8. Рассказывает Юрков

   Я слонялся по Станции. Избегал встреч с Надей и потому слонялся по дальним отсекам. Работа стояла, а я занимался тем, что бродил из туннеля в туннель. Без цели. Ну, разумеется, утешал себя, — давно пора осмотреть заброшенные отсеки и решить, как быть с ними.
   Занятие для бездельников. А план, между прочим, горел в это самое время.
   Так и забрел в подвал. Может, меня поневоле тянуло к 77-48А?
   Пожалуй, я все время и шел к нему. Не то чтобы я растерялся, когда вышел в этот холодный туннель, где сидел вчера с фонарем, пристроившись на фанерном ящике. Но и не понял сначала, зачем я сюда свернул. Просто сказал себе: ну, вот я и здесь. И поднял повыше яркую лампу, которую нес в руке, чтобы глянуть лишний раз на то, что оставалось от 77-48А.
   Удивившись, я проверил себя. Нет, я не ошибся. И та же рухлядь — ящики и обломки бетона.
   Поднял лампу еще выше. Всмотрелся. Рука, в которой я держал лампу, начала уставать. Я влез на бетонную глыбу, возвышавшуюся над прочим хламом.
   Ничего нового я не увидел.
   Тогда я поднес лампу к стене и осветил номер туннеля. Я не мог ошибиться. Это был именно тот туннель, где я сидел вчера. Но робота не было.
   Исчезновение полутонны стали на маленькой лунной станции, изолированной от всего мира защитным колпаком, непроницаемым даже для космических лучей (почти), когда на Станции только два человека и больше — вы точно знаете — никого, — это могло озадачить, не правда ли?
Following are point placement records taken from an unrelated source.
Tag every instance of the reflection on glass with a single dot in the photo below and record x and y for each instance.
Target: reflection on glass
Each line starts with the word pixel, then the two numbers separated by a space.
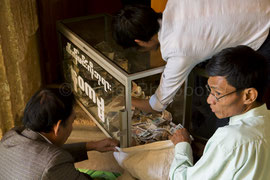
pixel 100 93
pixel 96 31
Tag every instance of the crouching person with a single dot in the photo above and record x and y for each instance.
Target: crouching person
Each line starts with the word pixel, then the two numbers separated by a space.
pixel 240 150
pixel 37 150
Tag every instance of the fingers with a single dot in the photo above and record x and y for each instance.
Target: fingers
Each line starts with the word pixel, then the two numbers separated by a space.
pixel 181 135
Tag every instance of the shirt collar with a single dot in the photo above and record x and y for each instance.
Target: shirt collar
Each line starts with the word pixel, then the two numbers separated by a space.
pixel 45 138
pixel 258 111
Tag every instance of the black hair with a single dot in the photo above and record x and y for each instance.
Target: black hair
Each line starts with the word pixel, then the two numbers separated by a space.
pixel 46 107
pixel 135 22
pixel 242 67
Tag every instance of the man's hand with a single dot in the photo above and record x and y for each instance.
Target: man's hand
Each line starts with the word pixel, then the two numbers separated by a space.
pixel 181 135
pixel 104 145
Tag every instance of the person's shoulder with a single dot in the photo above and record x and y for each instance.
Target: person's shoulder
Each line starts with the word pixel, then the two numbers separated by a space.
pixel 54 154
pixel 232 137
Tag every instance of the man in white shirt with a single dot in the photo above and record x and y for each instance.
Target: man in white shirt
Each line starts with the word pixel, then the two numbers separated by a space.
pixel 190 32
pixel 239 150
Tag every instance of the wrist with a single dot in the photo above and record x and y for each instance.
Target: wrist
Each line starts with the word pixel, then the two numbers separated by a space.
pixel 90 146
   Случались, конечно, проникновения на базы в роботной оболочке, а уж угон роботов кое-где был одно время чуть ли не обычным явлением (фревилевских некоторые потребители до сих пор не брали, потому что он не считал нужным ставить на них противоугонные приспособления)…
   Бегом я добрался до лифта и поднялся в рабочий отсек.
   Картина, которую я увидел там, умилила бы, растрогала бы меня и стала бы для меня укором — не будь я так взбудоражен. Надя — разумеется, с лицом великомученицы — сидела за старенькой машиной, давно списанной, но еще работавшей иногда, если у нее (у машины, то есть) бывало настроение. Надежда трудилась, — считала наши задачки, предназначенные для фревилевских автоматов серии «А».
   Выполняла мое указание. Спасала план.
   — Автоматы подводят, — нашелся я, — но люди никогда.
   Она не повернула головы. Старые роботы крутились возле нее, только мешая работать.
   Я подошел поближе, шепотом:
   — Надюха, ответь «да» либо «нет». Ты не перетаскивала 77-48А?
   — Больно надо, — снизошла она до меня.
   — И не приказывала это сделать?
   — Еще чего!
   — Но, может, ты знаешь, где он сейчас?
   — Юрков!
   — Что?
   — Катись.
   Я оглядел роботов.
   — Выгони их отсюда! — распорядился я. — Какого черта они тут толкутся? Гони их в шею!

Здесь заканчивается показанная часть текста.